I actually agree that it was created as an helpful mechanism for the raising of children. As this is hardly the sole purpose any more, all I’m saying is that the rules we have should allow any two people who choose to share a life to join in the institution. We certainly don’t require that adults be married before having babies.
I’m not sure what you mean by “But to argue that we can’t have the current rules is to really argue we can’t have rules.” I’m not arguing against the other common limits on marriage (age, only two people at a time), though I could make a case against he latter. I think that one reason that people have for being against same sex marriage is that it removes one restriction and they’re worried about the others. They’re worried about what will happen to society if, once same sex marriages are common and accepted, the other rules come under fire. This isn’t an entirely unwise way to view the argument, but, I still doubt that the same sex restriction will hold out forever.

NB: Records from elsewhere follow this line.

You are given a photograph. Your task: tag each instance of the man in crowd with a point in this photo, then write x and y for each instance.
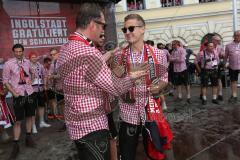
(55, 85)
(207, 63)
(178, 58)
(232, 55)
(17, 79)
(220, 52)
(132, 105)
(39, 74)
(86, 80)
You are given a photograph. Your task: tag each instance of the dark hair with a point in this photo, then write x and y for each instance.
(150, 42)
(135, 16)
(46, 60)
(87, 13)
(17, 46)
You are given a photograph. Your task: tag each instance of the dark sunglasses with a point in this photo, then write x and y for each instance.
(130, 28)
(104, 25)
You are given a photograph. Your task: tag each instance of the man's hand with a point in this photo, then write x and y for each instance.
(154, 89)
(15, 94)
(29, 82)
(119, 71)
(108, 55)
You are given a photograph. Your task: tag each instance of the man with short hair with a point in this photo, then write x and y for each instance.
(86, 80)
(133, 104)
(38, 87)
(55, 85)
(207, 64)
(232, 55)
(220, 52)
(17, 79)
(178, 58)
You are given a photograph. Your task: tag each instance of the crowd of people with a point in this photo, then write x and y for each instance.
(26, 88)
(84, 80)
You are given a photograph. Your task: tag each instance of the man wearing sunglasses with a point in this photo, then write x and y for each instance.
(86, 80)
(132, 105)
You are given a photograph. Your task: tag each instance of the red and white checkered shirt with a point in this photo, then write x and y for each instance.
(135, 113)
(178, 57)
(86, 79)
(232, 54)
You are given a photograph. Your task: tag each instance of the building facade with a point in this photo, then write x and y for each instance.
(186, 20)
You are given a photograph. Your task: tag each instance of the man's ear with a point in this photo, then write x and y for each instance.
(91, 25)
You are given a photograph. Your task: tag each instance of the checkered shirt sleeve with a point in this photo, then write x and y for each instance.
(86, 79)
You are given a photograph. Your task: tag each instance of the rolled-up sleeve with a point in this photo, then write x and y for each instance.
(99, 73)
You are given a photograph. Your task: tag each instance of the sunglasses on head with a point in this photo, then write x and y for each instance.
(101, 23)
(130, 28)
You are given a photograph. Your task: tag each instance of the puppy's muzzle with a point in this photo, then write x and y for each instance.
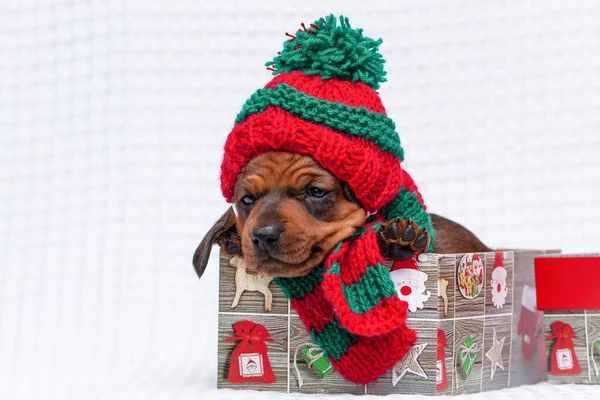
(265, 238)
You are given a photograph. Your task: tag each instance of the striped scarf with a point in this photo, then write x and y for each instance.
(350, 307)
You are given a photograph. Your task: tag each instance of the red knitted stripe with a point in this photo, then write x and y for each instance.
(314, 310)
(353, 94)
(386, 316)
(349, 158)
(409, 184)
(370, 358)
(363, 256)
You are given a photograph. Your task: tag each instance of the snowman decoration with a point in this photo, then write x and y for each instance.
(498, 282)
(409, 281)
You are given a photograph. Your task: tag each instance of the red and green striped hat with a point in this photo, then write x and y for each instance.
(323, 103)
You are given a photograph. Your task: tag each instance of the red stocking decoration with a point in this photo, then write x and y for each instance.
(541, 344)
(249, 361)
(441, 379)
(527, 326)
(563, 360)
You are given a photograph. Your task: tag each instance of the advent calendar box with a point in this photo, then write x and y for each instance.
(568, 295)
(475, 317)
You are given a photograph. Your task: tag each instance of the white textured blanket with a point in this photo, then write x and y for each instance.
(112, 119)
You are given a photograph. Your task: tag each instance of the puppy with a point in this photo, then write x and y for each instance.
(289, 213)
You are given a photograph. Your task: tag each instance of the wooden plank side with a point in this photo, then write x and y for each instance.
(410, 383)
(277, 350)
(593, 332)
(448, 327)
(332, 383)
(472, 382)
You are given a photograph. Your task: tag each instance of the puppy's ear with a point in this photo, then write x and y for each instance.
(349, 194)
(222, 233)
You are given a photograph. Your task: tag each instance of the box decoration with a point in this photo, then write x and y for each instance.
(245, 281)
(410, 363)
(409, 282)
(498, 281)
(563, 360)
(470, 276)
(467, 354)
(249, 361)
(531, 328)
(315, 359)
(572, 317)
(494, 354)
(441, 378)
(454, 351)
(595, 346)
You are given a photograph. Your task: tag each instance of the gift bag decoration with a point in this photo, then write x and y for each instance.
(441, 379)
(563, 360)
(249, 361)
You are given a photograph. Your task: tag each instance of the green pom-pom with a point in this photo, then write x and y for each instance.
(332, 51)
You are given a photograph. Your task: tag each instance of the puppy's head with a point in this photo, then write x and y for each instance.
(290, 213)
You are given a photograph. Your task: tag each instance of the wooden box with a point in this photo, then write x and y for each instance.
(568, 295)
(504, 327)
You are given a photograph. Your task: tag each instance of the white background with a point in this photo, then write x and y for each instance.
(112, 120)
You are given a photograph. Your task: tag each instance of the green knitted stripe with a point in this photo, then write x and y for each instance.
(335, 268)
(334, 340)
(406, 205)
(298, 287)
(356, 121)
(373, 286)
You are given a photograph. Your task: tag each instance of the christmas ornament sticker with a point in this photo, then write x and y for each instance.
(245, 281)
(315, 358)
(467, 354)
(443, 293)
(595, 346)
(409, 281)
(470, 275)
(441, 378)
(498, 282)
(249, 361)
(563, 360)
(494, 354)
(531, 328)
(409, 363)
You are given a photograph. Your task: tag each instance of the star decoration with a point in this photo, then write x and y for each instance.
(495, 354)
(409, 364)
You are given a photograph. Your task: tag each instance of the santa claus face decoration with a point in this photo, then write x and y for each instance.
(410, 283)
(498, 281)
(470, 275)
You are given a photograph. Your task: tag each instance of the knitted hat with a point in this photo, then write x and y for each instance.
(407, 269)
(499, 272)
(323, 103)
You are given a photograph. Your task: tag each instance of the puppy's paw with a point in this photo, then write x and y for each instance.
(401, 239)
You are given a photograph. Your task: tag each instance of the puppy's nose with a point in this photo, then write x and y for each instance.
(265, 238)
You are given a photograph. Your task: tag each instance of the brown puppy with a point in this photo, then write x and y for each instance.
(291, 212)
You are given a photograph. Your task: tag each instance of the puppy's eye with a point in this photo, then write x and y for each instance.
(314, 191)
(248, 200)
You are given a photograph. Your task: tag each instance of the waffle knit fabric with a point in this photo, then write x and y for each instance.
(323, 103)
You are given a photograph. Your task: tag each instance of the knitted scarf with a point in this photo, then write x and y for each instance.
(350, 307)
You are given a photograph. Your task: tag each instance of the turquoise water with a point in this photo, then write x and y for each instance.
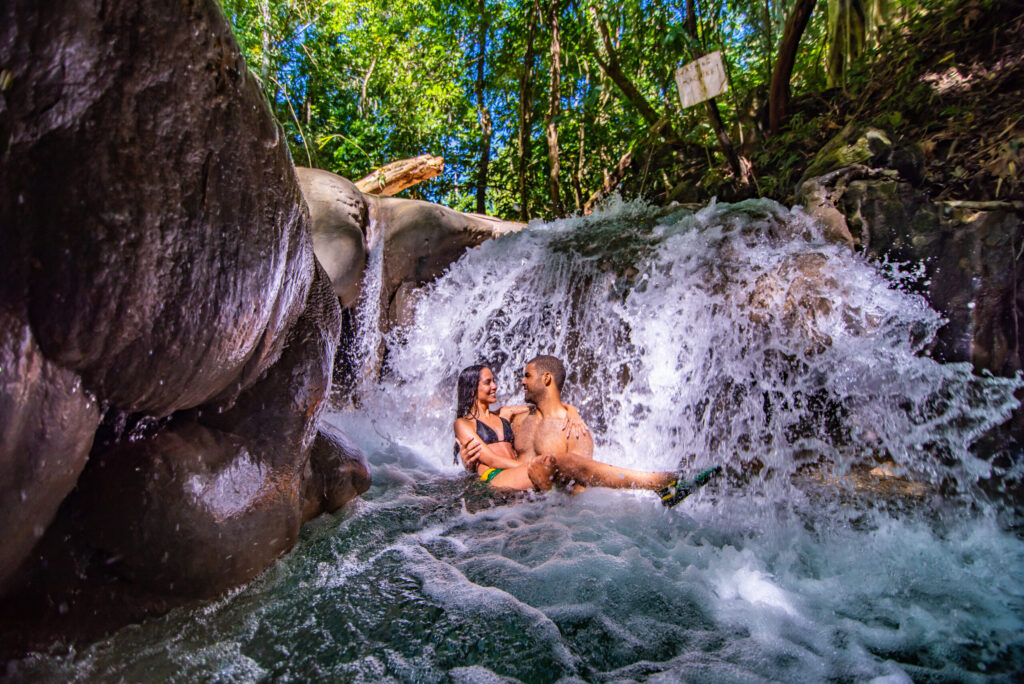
(732, 336)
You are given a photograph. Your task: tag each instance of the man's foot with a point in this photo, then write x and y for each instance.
(681, 488)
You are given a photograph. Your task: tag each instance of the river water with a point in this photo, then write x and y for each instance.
(854, 537)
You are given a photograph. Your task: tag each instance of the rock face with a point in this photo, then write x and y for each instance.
(156, 258)
(46, 427)
(340, 220)
(420, 239)
(970, 250)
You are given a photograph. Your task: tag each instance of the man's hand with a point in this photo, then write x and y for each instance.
(574, 426)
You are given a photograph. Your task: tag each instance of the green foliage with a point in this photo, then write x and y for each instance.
(356, 84)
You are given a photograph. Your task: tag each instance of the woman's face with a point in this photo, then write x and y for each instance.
(486, 388)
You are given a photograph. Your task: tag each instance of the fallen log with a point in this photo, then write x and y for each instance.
(396, 176)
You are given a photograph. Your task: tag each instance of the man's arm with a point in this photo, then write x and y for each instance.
(581, 444)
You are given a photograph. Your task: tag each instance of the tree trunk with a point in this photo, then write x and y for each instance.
(396, 176)
(554, 109)
(609, 65)
(483, 113)
(264, 42)
(778, 98)
(525, 109)
(740, 169)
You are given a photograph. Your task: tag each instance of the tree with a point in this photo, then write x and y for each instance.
(778, 99)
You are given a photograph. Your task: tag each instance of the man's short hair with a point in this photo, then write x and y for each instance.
(552, 365)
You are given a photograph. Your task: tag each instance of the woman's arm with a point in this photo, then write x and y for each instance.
(467, 437)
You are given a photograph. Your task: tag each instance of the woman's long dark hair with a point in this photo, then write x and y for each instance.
(469, 379)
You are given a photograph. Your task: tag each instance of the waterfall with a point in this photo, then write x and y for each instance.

I’ll also bring up a question I’ve had before in another thread. What, in your opinion, should happen to a marriage in which one person legally changes gender after marriage?
makellan,
These are the type of things that some call special rights for gays. I can see their point. There isn’t a law requiring benefits for family members or Family passes, but now they issue a requirement in law concerning SS partners and what 3rd parties must do for them.
The question isn’t whether laws and attitudes have changed in recent years, the question for me is more whether that change in focus over what the purpose of marriage is, is good? And if not good, can we refocus it to the betterment of children. That’s almost impossible when the focus is now about the “rights” of adults to the benefits.
I’ve discussed many of the issues, and am willing to again if you wish to, although this probably isn’t the appropriate forum. I will point out that the scenario involving the lesbian couple leaves an incorrect impression. People need not be married or in a civil union to share income and property, and one’s legally adopted children are eligible for health benefits at a company that offers family plans.
That’s what I mean. You’re saying you have a problem with rule A, but can accept B, C, D, … But of course, others will say they can live with A, but would like to get rid of B. others C. Once we’ve decided marriage isn’t about the critical issue of the raising of children, not sure there is any principled argument against getting rid of any particular rule. We can certainly change the rules when the majority chooses. And that is and will happen with SS marriage. But there isn’t any principled argument I’ve seen that says only A should be abolished.
One can always imgaine situations that torture current laws, by setting up conflicting principles. Hard cases make bad law. This particular situation isn’t particularily difficult for me. In a state that recognizes only mixed gender marriages, the marriage would be null and void. This is analogous to situations where men with more than one wife come into the US.